Descrizione intervento
L’intervento ha interessato la totalità delle pareti perimetrali dell’edificio residenziale. La muratura, composta da laterizio forato tradizionale da 25 cm, intonacato su ambo i lati con intonaco tradizionale, mostrava umidità di risalita capillare su tutto il perimetro, con evidenti fenomeni di salnitrazione e conseguente distacco dell’intonaco dal supporto sottostante. Oltre la risoluzione del problema dell’umidità, la committenza richiedeva un intervento di riqualificazione strutturale, resosi assolutamente necessario a causa delle pessime condizioni del supporto. Infine, preso atto della possibilità di accedere agli sgravi fiscali del 55% previsti da d.P.R. 59/2009, la committenza ha richiesto che l’intervento sopra descritto avesse anche un’importante valenza termica così da rendere possibile la riqualificazione energetica dell’edifico e quindi il raggiungimento dei parametri richiesti dalla normativa.
La soluzione tecnica
Un tale intervento di riqualificazione energetica non può mai prescindere da un’idonea opera di risanamento. Per questo si è subito esclusa un’applicazione con pannelli in fibre minerali o naturali, in quanto soggetti all’assorbimento di umidità anche se altamente traspiranti. Allo stesso modo sono stati scartati i pannelli a base di polistireni o poliuretani che pur non subendo degenerazioni a contatto con l’umidità e non avendo elevati coefficienti di assorbimento, non presentano comunque sufficienti livelli di traspirabilità e quindi non avrebbero assolto adeguatamente alla funzione di deumidificazione, in questo caso fondamentale. Alla luce di queste premesse, l'unico sistema con caratteristiche adeguate alla soluzione richiesta era il sistema termo-deumidificante DiaSen, che prevede un rinzaffo e una barriera anti-salina che blocca i sali all’interno del muro lasciando fuoriuscire l’umidità, assorbita poi dall’intonaco di sughero Diathonite che, avendo come coefficiente di permeabilità al vapore acqueo della calce idraulica naturale μ = 5 e un’ottima conducibilità termica (Lambda =0,045 WmK, simile a quella di un pannello) riesce a smaltire circa 1,0 litro d'acqua al m² ogni ora, deumidificando così la parete e garantendo ottimi parametri di isolamento termico.

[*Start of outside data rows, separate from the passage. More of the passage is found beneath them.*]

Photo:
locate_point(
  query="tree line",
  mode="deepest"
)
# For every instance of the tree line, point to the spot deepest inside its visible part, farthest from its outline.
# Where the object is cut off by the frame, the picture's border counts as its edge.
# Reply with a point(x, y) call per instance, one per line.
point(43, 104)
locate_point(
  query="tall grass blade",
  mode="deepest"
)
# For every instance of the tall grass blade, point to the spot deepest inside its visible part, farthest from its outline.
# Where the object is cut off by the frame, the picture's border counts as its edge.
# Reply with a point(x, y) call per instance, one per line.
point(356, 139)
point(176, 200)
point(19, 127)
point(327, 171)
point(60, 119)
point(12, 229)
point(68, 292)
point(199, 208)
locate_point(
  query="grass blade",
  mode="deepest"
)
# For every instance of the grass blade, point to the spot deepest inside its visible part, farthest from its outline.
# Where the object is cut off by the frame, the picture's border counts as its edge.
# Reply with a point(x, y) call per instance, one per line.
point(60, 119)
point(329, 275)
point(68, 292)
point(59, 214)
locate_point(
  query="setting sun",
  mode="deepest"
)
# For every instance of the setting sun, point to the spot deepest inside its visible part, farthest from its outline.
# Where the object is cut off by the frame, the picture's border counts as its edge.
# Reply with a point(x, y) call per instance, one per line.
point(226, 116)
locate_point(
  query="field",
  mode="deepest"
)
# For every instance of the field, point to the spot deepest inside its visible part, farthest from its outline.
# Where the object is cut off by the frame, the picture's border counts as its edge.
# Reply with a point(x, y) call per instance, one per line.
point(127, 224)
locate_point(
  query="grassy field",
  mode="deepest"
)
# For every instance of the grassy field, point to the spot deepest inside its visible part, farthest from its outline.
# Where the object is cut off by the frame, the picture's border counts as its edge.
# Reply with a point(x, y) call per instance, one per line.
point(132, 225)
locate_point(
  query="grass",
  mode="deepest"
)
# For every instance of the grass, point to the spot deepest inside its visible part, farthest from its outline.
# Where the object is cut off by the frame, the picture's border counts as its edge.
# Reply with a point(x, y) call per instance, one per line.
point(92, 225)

Dai calcoli termici realizzati sulla stratigrafia della parete in oggetto è emerso che lo spessore di intonaco necessario al raggiungimento dei valori previsti dalla normativa avrebbe dovuto essere pari a 10 cm. Per garantire quindi la perfetta tenuta dell’intonaco sul sottofondo pre-esistente già intonacato e per conferire maggiore stabilità e resistenza alla struttura, si è deciso di ricorrere a un’ulteriore precauzione, ovvero alla rete di rinforzo strutturale Polites FRP fissata direttamente in profondità nella muratura e annegata successivamente nei 10 cm di intonaco, creando una vera e propria incamiciatura dell’edificio.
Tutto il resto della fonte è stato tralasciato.